We are encountering issues when trying to index large numbers of documents in parallel. More than 100 indexing requests per second. Error: socket hang up
. Are we running into limits with our ES instance? We have continually struggled to index large amounts of data with Enterprise search.
This isn't a lot to go on, so if my suggestions don't help, please share some more details (size of your deployment, details of your indexing requests, error logs for enterprise search and elasticsearch, etc).
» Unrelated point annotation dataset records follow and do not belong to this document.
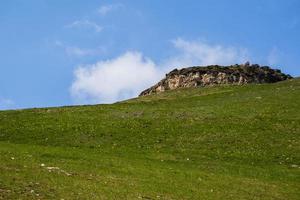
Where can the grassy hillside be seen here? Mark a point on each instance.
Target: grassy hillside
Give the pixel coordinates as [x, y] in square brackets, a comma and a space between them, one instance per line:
[225, 142]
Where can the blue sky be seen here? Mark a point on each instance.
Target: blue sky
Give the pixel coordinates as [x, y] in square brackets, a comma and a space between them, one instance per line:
[65, 52]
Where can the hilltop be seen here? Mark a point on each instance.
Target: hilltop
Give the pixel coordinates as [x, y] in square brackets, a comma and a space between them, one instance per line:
[217, 75]
[220, 142]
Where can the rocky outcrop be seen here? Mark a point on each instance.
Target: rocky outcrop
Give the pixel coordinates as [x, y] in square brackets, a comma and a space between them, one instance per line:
[215, 75]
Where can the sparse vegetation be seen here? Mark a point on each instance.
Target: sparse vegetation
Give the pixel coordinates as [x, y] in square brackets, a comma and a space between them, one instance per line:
[222, 142]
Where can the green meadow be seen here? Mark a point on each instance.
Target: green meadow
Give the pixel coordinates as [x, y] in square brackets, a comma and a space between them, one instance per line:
[223, 142]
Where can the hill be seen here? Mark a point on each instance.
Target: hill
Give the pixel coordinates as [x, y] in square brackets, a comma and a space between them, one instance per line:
[202, 76]
[221, 142]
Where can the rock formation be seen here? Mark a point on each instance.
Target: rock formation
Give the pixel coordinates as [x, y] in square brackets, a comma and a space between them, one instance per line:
[214, 75]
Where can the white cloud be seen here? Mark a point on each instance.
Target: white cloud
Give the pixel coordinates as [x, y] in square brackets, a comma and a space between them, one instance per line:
[77, 51]
[127, 75]
[112, 80]
[6, 103]
[105, 9]
[85, 23]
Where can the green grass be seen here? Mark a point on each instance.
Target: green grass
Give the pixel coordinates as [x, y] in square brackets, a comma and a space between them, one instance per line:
[225, 142]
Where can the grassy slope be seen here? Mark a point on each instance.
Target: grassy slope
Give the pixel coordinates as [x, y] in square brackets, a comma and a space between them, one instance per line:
[230, 142]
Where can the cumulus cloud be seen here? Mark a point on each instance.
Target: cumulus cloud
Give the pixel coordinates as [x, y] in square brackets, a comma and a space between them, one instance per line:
[112, 80]
[85, 24]
[6, 103]
[105, 9]
[127, 75]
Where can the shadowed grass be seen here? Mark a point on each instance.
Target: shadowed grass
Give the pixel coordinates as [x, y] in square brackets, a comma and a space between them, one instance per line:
[225, 142]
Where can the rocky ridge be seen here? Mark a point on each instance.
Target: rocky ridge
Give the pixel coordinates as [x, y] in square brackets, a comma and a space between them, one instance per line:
[199, 76]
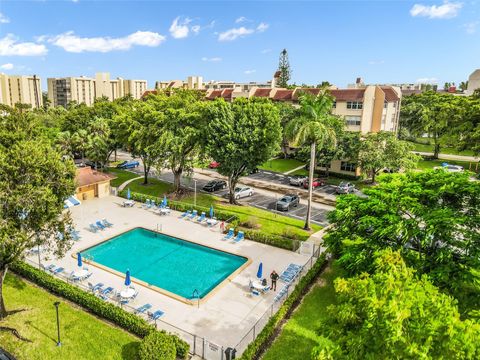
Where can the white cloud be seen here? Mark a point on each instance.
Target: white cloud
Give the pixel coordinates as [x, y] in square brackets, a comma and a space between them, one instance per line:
[213, 59]
[8, 66]
[179, 28]
[445, 11]
[427, 80]
[262, 27]
[4, 19]
[73, 43]
[471, 28]
[9, 46]
[235, 33]
[241, 19]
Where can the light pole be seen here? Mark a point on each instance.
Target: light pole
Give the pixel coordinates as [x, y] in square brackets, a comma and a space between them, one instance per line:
[57, 303]
[195, 196]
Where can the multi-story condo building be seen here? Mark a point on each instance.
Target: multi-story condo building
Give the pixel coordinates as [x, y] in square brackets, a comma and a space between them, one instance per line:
[85, 90]
[371, 108]
[23, 89]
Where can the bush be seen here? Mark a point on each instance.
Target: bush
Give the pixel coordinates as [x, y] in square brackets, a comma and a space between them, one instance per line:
[93, 304]
[157, 346]
[256, 348]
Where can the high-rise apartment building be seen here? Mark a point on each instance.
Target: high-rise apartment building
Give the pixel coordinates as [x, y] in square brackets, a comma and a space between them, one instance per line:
[23, 89]
[85, 90]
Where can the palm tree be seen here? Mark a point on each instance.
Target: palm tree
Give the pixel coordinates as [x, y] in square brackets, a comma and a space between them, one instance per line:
[315, 127]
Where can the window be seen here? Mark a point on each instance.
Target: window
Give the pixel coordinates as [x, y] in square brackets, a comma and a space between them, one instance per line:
[356, 105]
[347, 166]
[353, 120]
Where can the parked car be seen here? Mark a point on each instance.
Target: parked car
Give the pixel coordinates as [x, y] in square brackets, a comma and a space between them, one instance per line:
[315, 183]
[241, 192]
[297, 180]
[130, 164]
[287, 201]
[215, 185]
[450, 168]
[345, 188]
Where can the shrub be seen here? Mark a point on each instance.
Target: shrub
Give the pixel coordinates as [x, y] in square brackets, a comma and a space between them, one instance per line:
[157, 346]
[93, 304]
[255, 348]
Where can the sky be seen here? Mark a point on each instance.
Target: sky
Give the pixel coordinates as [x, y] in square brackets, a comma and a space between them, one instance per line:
[335, 41]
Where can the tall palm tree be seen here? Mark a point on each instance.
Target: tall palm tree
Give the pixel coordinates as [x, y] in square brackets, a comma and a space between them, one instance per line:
[315, 127]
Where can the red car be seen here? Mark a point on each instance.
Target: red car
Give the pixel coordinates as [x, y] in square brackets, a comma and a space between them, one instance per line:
[316, 183]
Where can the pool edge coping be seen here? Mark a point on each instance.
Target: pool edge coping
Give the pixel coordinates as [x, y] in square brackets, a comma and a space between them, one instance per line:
[158, 289]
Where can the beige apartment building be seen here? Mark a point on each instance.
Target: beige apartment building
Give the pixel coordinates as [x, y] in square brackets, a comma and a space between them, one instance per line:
[371, 108]
[85, 90]
[23, 89]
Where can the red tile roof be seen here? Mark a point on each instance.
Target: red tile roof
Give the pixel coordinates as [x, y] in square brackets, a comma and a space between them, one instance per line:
[283, 95]
[262, 92]
[390, 94]
[88, 176]
[348, 94]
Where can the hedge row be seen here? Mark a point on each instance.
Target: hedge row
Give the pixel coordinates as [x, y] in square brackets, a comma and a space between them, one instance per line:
[258, 236]
[258, 346]
[94, 305]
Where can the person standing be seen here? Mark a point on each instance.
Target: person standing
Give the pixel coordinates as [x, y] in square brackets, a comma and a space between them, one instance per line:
[274, 277]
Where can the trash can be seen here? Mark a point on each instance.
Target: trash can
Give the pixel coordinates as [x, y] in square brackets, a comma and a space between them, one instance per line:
[230, 353]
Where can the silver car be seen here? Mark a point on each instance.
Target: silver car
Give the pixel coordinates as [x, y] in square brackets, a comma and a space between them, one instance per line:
[241, 192]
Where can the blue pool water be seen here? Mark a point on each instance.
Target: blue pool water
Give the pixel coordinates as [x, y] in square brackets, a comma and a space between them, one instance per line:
[169, 263]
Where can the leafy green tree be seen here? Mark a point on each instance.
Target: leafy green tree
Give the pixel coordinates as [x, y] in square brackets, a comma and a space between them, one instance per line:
[381, 150]
[431, 217]
[430, 113]
[315, 127]
[241, 135]
[183, 128]
[284, 68]
[392, 314]
[34, 182]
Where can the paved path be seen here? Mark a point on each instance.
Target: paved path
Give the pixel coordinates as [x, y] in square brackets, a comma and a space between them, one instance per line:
[121, 187]
[451, 157]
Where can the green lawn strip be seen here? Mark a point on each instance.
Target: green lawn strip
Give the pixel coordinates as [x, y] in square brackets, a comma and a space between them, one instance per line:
[83, 335]
[121, 175]
[298, 336]
[281, 165]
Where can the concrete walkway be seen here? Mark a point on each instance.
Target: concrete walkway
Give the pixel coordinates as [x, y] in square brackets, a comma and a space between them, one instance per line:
[121, 187]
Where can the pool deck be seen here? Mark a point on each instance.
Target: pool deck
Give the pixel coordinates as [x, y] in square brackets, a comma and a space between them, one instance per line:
[225, 316]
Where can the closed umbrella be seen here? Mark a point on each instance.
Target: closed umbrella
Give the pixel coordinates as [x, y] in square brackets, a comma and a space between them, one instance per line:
[127, 278]
[260, 270]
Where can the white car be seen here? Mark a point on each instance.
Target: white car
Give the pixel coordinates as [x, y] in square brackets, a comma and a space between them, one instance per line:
[450, 168]
[241, 192]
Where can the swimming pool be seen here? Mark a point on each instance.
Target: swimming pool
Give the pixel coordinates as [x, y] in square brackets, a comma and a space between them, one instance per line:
[169, 263]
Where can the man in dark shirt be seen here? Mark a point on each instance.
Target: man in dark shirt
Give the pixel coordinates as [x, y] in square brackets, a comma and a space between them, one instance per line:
[274, 277]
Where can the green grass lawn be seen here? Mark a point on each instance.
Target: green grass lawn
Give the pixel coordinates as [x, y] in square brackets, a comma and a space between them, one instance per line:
[83, 336]
[281, 165]
[121, 175]
[298, 337]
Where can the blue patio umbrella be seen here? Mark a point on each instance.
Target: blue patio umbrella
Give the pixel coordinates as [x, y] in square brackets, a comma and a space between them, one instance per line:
[260, 270]
[127, 278]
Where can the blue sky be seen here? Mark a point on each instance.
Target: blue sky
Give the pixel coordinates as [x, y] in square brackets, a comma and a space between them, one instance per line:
[381, 41]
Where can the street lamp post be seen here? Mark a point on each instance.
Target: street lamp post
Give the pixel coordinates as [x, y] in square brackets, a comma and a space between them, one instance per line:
[195, 196]
[57, 303]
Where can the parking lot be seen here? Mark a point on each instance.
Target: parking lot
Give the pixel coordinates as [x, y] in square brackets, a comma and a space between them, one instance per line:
[261, 199]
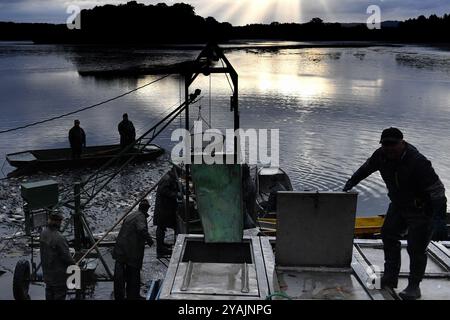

The first thing I'd make sure of is that you're submitting indexing requests at the maximum batch size (100 documents per indexing request). The next thing I'd do is to try to limit the number of concurrent requests that you're sending to a single Enterprise Search instance. We use Jetty under the hood, which has a hard limit of 200 threads in its threadpool. We assign fully half of those (100) to handling requests. So if you have more than 100 concurrent requests to an Enterprise Search server, you're going to have dropped requests.
If you absolutely need a higher volume of concurrent requests, I suggest you spin up additional Enterprise Search servers and put them behind a load balancer.
A final option could be to leverage an Elasticsearch Index Engine to bypass App Search's indexing API and index directly to Elasticsearch. If you choose this option, be careful to first copy the index settings and mappings from an App Search engine to use on your new index before you start indexing data.
@Sean_Story Thanks for the response. I believe we are overloading our Enterprise Search instance with too many parallel requests and that is the cause of our error. We don't need to horizontally scale as we have no issues handling search requests. Just when indexing. Going directly to Elasticsearch has a lot of appeal I think. We are doing all of this through our API right now and I wonder if we should be using something like Logstash to sync our data from Postgres to Elasticsearch and then using Enterprise Search to build engines from those indexes. Would Logstash allow us to index large amounts of data from Postgres quickly?
Hi @mbrimmer83 ,
I'm not a Logstash expert, but it does look like the JDBC Input Plugin for Logstash might help you. If you have already written the code to form up documents from Postgres and index to App Search though, it might be faster for you to just swap out the Enterprise Search client for an Elasticsearch client. Lots of ways to skin a cat.
You also may be interested to check out the newer Elastic Connector project (docs) (github), which has a Postgres connector coming out in Beta right now. Note the docs for the postgres connector are only on the main
branch right now, as they (at time of writing) have not been released yet.
This topic was automatically closed 28 days after the last reply. New replies are no longer allowed.